We synthesized an adduct between cysteine and bromoacetylpyridine, which is commercially available as the hydrobromide salt. The adduct is a ketone with a sulfide at the alpha-carbon (see attached). We typically add two equivalents of a base, although we have not settled on the best base. The product has bromide salt as one impurity. I suspect that we have unreacted bromoacetylpyridine or its derivative as one impurity on the basis of H-1 NMR. Our typical means of purifying amino acid derivatives is Dowex-50 using water followed by ammonia, but this standard method has not produced good results for our compound. Sometimes compounds with aromatic rings are retained on Dowex, presumably via hydrophobic interactions with the polystyrene beads.

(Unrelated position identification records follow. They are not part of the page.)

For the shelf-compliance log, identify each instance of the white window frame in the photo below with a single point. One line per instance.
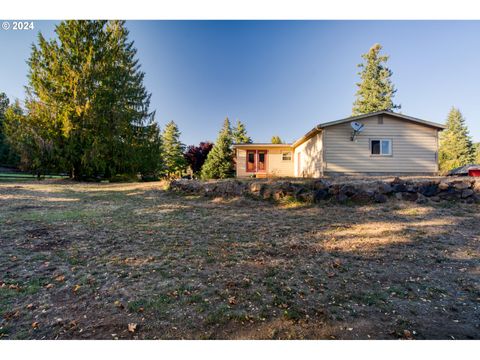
(390, 147)
(285, 153)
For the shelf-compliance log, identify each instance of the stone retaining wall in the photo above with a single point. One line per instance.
(463, 189)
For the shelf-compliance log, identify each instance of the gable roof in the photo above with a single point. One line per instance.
(321, 126)
(384, 112)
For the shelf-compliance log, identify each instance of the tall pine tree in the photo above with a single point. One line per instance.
(239, 134)
(173, 149)
(86, 91)
(456, 148)
(375, 90)
(8, 157)
(219, 163)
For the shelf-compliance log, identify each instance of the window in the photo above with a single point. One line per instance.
(381, 147)
(250, 161)
(287, 156)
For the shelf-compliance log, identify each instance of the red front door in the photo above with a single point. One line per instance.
(262, 161)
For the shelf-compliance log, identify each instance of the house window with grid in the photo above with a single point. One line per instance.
(381, 147)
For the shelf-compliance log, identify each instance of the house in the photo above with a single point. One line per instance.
(380, 143)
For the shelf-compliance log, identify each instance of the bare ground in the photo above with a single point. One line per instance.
(83, 261)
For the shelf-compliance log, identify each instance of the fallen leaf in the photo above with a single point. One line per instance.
(232, 300)
(132, 327)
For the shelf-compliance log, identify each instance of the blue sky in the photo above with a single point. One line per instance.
(284, 77)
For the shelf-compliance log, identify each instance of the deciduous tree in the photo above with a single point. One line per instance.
(8, 157)
(276, 140)
(86, 93)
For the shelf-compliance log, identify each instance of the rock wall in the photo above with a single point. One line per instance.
(464, 189)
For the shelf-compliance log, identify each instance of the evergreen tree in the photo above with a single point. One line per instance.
(150, 152)
(86, 91)
(276, 140)
(8, 157)
(173, 149)
(239, 134)
(456, 148)
(32, 141)
(219, 163)
(375, 91)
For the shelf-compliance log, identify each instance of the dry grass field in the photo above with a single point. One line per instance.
(132, 261)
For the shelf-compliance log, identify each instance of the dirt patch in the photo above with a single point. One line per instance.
(106, 256)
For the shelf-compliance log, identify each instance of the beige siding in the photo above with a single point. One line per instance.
(310, 164)
(275, 165)
(414, 147)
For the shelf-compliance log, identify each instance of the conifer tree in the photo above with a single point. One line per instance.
(33, 142)
(276, 140)
(173, 149)
(196, 156)
(456, 148)
(86, 91)
(219, 163)
(8, 157)
(239, 134)
(150, 152)
(375, 90)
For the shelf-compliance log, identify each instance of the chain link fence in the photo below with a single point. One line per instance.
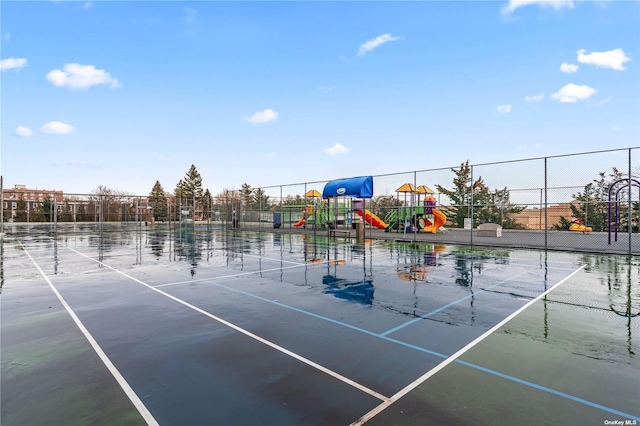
(584, 201)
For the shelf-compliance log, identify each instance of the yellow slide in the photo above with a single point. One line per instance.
(372, 219)
(439, 218)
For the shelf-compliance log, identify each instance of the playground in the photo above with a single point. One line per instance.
(343, 203)
(415, 215)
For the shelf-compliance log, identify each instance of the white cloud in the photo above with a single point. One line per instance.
(610, 59)
(190, 15)
(572, 93)
(262, 116)
(569, 68)
(23, 131)
(336, 149)
(82, 163)
(605, 101)
(372, 44)
(555, 4)
(10, 63)
(534, 98)
(57, 128)
(77, 76)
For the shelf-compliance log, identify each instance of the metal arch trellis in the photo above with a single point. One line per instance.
(630, 183)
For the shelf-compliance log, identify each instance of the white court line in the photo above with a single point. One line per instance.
(142, 409)
(386, 404)
(246, 332)
(228, 276)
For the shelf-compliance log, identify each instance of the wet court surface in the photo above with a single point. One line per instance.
(229, 328)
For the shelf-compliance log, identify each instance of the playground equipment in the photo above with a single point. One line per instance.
(423, 216)
(359, 187)
(618, 186)
(370, 218)
(579, 226)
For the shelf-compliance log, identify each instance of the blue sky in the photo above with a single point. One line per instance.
(122, 94)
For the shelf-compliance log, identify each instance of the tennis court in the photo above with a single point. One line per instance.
(198, 326)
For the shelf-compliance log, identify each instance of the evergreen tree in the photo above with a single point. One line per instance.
(261, 199)
(158, 201)
(81, 213)
(207, 204)
(248, 199)
(460, 196)
(191, 186)
(65, 215)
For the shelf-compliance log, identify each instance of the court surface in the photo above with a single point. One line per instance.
(205, 327)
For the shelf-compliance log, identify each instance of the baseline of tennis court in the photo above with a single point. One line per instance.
(240, 328)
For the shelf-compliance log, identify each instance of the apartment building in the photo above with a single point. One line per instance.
(33, 198)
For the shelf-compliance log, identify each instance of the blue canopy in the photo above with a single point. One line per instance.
(361, 187)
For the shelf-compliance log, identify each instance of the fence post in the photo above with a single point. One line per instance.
(546, 205)
(471, 201)
(630, 204)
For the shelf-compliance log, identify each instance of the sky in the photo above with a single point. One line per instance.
(123, 94)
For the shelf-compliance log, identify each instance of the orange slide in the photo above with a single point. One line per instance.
(372, 219)
(439, 219)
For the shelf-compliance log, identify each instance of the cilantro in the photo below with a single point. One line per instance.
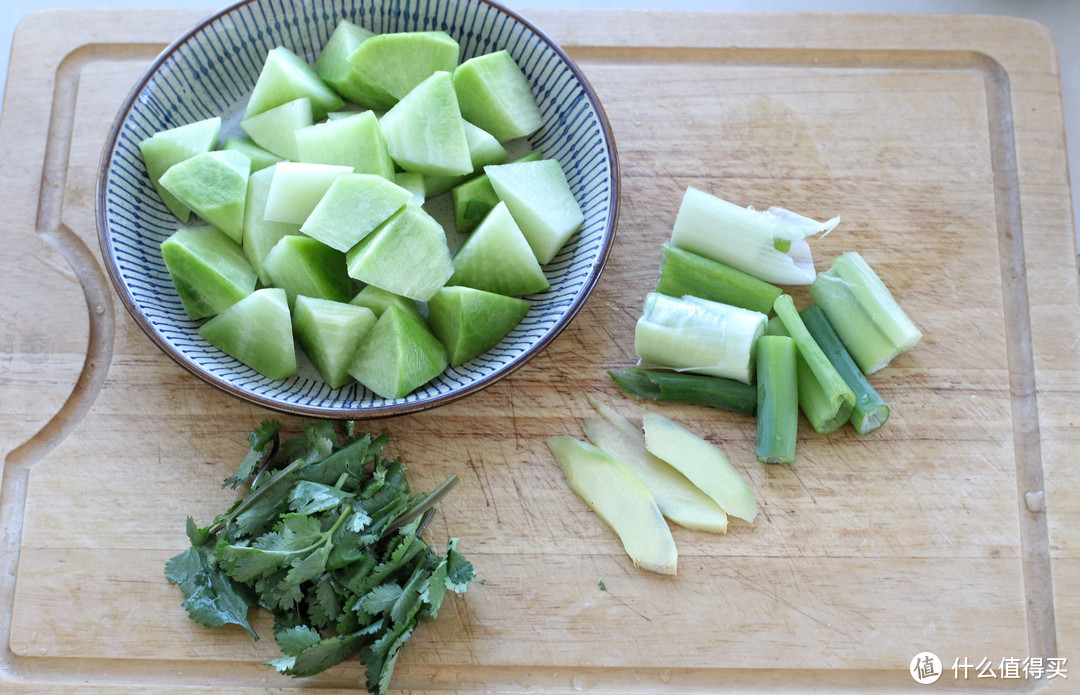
(328, 544)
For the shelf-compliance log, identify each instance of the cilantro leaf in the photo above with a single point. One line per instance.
(381, 598)
(327, 653)
(381, 656)
(312, 498)
(210, 597)
(324, 603)
(296, 639)
(459, 571)
(265, 434)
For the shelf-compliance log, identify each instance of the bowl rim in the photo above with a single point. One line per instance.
(381, 410)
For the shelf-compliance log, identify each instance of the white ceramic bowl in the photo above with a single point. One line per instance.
(211, 71)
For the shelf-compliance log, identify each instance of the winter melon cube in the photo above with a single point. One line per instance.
(424, 131)
(275, 130)
(258, 331)
(305, 266)
(377, 299)
(495, 94)
(414, 184)
(470, 322)
(497, 258)
(214, 185)
(407, 255)
(355, 140)
(329, 334)
(208, 270)
(260, 158)
(352, 207)
(539, 196)
(173, 146)
(475, 198)
(260, 234)
(397, 355)
(296, 189)
(397, 63)
(286, 77)
(483, 150)
(335, 67)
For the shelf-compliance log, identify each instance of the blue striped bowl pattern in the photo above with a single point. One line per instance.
(211, 70)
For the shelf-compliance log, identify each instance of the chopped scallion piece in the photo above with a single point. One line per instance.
(686, 273)
(824, 396)
(670, 386)
(871, 411)
(864, 314)
(778, 399)
(769, 245)
(690, 334)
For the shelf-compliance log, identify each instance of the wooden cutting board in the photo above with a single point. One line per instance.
(955, 529)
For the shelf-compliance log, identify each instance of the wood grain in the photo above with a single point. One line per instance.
(940, 142)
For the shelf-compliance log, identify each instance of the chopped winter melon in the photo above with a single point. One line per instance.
(424, 131)
(208, 270)
(173, 146)
(470, 322)
(258, 331)
(541, 202)
(329, 334)
(214, 185)
(494, 94)
(407, 255)
(286, 77)
(274, 130)
(352, 207)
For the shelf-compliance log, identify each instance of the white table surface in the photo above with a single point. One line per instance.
(1061, 16)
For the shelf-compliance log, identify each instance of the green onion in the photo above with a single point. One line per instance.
(669, 386)
(769, 245)
(778, 399)
(866, 317)
(686, 273)
(824, 396)
(871, 411)
(690, 334)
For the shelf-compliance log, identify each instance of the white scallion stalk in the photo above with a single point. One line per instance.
(748, 240)
(694, 335)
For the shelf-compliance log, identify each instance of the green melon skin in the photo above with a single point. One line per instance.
(208, 270)
(214, 185)
(475, 198)
(260, 158)
(275, 128)
(424, 131)
(397, 355)
(495, 94)
(329, 332)
(497, 258)
(337, 70)
(470, 322)
(541, 202)
(407, 255)
(260, 234)
(173, 146)
(377, 299)
(396, 63)
(414, 184)
(355, 140)
(286, 77)
(305, 266)
(258, 331)
(352, 207)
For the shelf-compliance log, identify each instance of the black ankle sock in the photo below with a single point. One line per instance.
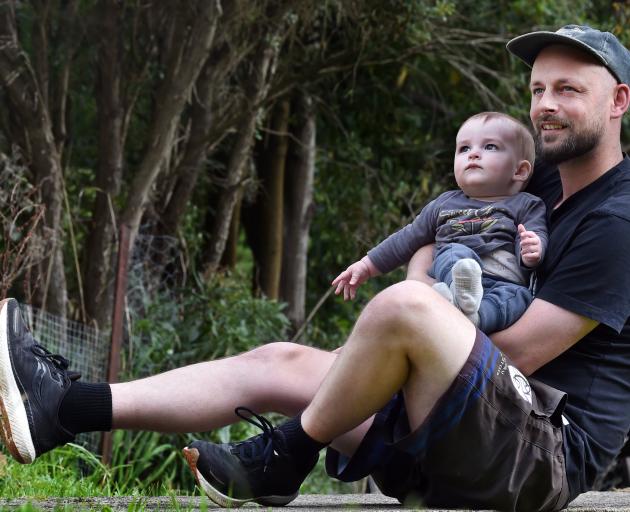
(303, 446)
(87, 408)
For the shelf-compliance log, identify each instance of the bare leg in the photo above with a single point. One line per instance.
(409, 338)
(277, 377)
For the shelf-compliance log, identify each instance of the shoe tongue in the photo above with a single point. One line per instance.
(74, 375)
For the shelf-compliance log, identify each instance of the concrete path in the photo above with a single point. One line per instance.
(614, 501)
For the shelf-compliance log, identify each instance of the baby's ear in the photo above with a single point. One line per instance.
(523, 171)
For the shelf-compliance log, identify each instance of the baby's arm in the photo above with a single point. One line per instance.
(531, 247)
(532, 231)
(355, 275)
(419, 265)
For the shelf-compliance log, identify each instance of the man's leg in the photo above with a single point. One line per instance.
(43, 405)
(278, 377)
(408, 337)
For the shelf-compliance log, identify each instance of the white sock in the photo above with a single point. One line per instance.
(466, 287)
(444, 291)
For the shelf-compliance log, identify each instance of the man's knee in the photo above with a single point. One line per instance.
(407, 299)
(277, 353)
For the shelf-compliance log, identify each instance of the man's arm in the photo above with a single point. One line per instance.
(541, 334)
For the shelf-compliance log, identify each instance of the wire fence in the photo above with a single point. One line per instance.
(153, 270)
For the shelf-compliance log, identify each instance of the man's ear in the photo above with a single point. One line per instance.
(621, 101)
(523, 171)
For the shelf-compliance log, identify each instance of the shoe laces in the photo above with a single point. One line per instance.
(59, 363)
(262, 447)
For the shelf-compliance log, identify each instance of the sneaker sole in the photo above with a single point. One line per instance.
(192, 456)
(14, 428)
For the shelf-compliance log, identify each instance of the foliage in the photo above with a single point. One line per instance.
(208, 320)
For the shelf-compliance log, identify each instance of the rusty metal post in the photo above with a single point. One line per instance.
(117, 326)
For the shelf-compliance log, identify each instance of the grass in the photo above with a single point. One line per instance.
(74, 472)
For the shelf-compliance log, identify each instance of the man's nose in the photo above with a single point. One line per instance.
(546, 103)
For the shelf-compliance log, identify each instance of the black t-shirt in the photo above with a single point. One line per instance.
(587, 271)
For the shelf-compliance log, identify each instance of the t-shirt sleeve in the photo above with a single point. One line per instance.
(592, 279)
(399, 247)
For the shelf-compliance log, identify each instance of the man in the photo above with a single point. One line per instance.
(466, 428)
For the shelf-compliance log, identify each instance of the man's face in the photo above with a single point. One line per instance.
(485, 158)
(569, 103)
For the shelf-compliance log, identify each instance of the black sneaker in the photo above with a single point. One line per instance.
(259, 469)
(33, 383)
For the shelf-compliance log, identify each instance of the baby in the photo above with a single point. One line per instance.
(488, 235)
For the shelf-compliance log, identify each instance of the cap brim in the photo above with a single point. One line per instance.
(528, 46)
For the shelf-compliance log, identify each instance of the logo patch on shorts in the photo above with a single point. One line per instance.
(521, 384)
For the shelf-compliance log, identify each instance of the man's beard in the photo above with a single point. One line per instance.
(575, 145)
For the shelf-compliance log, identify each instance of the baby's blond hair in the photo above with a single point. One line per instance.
(525, 146)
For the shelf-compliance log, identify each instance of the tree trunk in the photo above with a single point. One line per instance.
(270, 204)
(300, 172)
(229, 255)
(195, 32)
(263, 70)
(100, 246)
(19, 81)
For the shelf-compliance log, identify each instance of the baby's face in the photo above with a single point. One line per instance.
(485, 158)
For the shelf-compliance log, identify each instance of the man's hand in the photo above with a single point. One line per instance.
(355, 275)
(531, 247)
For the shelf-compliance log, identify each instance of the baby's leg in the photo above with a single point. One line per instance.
(503, 304)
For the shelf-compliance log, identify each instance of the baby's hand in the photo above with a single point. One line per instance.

We are trying reversed phase HPLC on C-18, starting at 3% acetonitrile and running a gradient, although I believe that we have two isocratic holds in the protocol ATM. We see a mixture in the presence of TFA, but we are not 100% certain which peak is which, lacking a pure product to use as a standard. We are considering using triethylamine as the base in the synthesis and also as an ion-pair reagent in RP HPLC, although its water solubility is not great. I know just enough about ion pairing and buffering in RP HPLC to be dangerous.
Does anything come to mind as a good separation strategy? We have several C-18 columns, which makes this approach a bit more attractive. We only need to purify a few milligrams for NMR, and then we can write this up (phew!). Ideally any buffer or ion-pair reagent present in excess should be volatile (or easily removable at least).